Antoine : C’est drôle que j’aie répondu ça, je m’en souvenais pas. Je pense pas qu’il ait rien appris. Mais oui, le personnage a l’impression qu’il a perdu quelque chose tout le long : sa jeunesse, ses qualités. Il parle toujours de son moi d’avant. Moi j’étais pareil, c’est-à-dire que j’ai toujours l’impression de travailler pour mieux, mais de perdre quelque chose que tu peux pas gagner comme la jeunesse, la candeur…

En anglais, on dit « coming of age », je pense que ça fit plus.

 

Marianne : Y’a aussi une grande part de sexualité dans ton roman.
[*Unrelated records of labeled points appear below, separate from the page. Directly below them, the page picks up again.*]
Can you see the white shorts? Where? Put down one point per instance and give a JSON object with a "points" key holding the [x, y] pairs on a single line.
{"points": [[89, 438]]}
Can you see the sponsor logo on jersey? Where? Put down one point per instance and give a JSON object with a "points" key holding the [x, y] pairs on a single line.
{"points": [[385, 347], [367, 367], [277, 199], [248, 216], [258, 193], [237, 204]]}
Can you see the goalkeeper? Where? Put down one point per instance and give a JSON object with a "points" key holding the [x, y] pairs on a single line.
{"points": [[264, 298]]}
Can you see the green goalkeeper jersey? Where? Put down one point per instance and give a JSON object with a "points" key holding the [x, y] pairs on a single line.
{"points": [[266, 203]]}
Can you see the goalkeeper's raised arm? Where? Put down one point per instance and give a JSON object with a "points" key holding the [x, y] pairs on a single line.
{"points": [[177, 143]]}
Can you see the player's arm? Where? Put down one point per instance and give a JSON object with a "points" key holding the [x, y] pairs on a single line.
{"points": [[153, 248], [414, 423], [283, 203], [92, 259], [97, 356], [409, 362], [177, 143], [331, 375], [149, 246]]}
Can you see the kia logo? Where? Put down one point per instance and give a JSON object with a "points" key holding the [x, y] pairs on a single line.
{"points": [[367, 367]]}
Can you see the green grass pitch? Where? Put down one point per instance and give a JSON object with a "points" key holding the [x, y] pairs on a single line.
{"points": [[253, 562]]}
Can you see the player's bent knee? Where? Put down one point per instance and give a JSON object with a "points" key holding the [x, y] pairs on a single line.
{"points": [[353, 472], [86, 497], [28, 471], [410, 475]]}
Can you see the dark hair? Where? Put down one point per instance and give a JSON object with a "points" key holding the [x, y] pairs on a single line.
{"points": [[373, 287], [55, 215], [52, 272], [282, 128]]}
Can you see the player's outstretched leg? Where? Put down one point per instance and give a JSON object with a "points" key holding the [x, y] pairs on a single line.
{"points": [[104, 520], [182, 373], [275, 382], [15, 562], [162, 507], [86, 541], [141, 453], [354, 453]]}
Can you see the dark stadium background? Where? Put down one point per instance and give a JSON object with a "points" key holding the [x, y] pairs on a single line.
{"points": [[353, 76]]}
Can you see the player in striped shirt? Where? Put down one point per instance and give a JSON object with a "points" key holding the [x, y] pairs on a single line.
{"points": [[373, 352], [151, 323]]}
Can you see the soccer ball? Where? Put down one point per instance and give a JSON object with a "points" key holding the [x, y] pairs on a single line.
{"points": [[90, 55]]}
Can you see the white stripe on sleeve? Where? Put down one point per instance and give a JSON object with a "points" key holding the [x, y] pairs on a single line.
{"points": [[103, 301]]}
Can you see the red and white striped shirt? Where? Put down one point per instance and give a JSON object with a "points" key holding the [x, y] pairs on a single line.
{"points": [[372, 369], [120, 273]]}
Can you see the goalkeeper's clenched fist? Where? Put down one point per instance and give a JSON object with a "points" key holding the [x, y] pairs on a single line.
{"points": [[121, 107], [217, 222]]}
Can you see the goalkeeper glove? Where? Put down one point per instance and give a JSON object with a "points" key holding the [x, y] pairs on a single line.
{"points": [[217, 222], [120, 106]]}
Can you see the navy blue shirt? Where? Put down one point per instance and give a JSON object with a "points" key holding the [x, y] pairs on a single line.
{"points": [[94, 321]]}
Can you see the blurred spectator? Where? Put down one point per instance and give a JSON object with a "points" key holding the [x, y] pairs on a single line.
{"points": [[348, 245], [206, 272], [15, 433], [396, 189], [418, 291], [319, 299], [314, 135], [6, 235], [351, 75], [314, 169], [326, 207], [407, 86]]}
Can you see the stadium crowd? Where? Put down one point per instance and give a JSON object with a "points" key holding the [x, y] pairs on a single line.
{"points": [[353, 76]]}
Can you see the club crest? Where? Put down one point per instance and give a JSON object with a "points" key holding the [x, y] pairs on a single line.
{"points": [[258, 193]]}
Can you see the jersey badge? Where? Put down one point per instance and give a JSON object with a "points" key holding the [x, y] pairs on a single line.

Est-ce que, selon ton roman, tu penses que l’absorption du concept de la performance de la sexualité c’est une certaine forme de la perte de l’innocence ? Est-ce que c’est un cheminement nécessaire ? Pour ton personnage, c’est un peu ça. À quel point ça aboutit à quelque chose ?

 

Antoine : C’est intéressant. Je pense qu’il fait pas le lien. *rires* Comme s’il apprenait qu’il devait performer. Ben performer… Je sais pas si ça s’associe à une certaine perte de l’innocence parce que pour lui c’est aussi justement de pouvoir se donner à n’importe qui.

 

Marianne : C’est sa manière de bouger dans le monde aussi.

 

Maude : De péter le cube.

 

Antoine : Ouais, péter le cube. Mais une fois que le cube est pété, c’est vrai que ça se renverse peut-être un peu. Il devient un peu trop conscient, comme par rapport aux vêtements, de son pouvoir sexuel.

 

Maude : Est-ce que tu penses que c’était une pression que le personnage ressentait ? Souvent, j’avais l’impression qu’il prenait part à certaines choses qu’il voulait pas vraiment faire par prétexte de péter le cube. Il voulait vraiment se transformer, devenir une nouvelle personne pis ça passait par des relations sexuelles, mais il avait pas l’air au final de faire ce qu’il voulait dans l’objectif de péter le cube. On dirait que c’était une menace qui restait au-dessus de lui.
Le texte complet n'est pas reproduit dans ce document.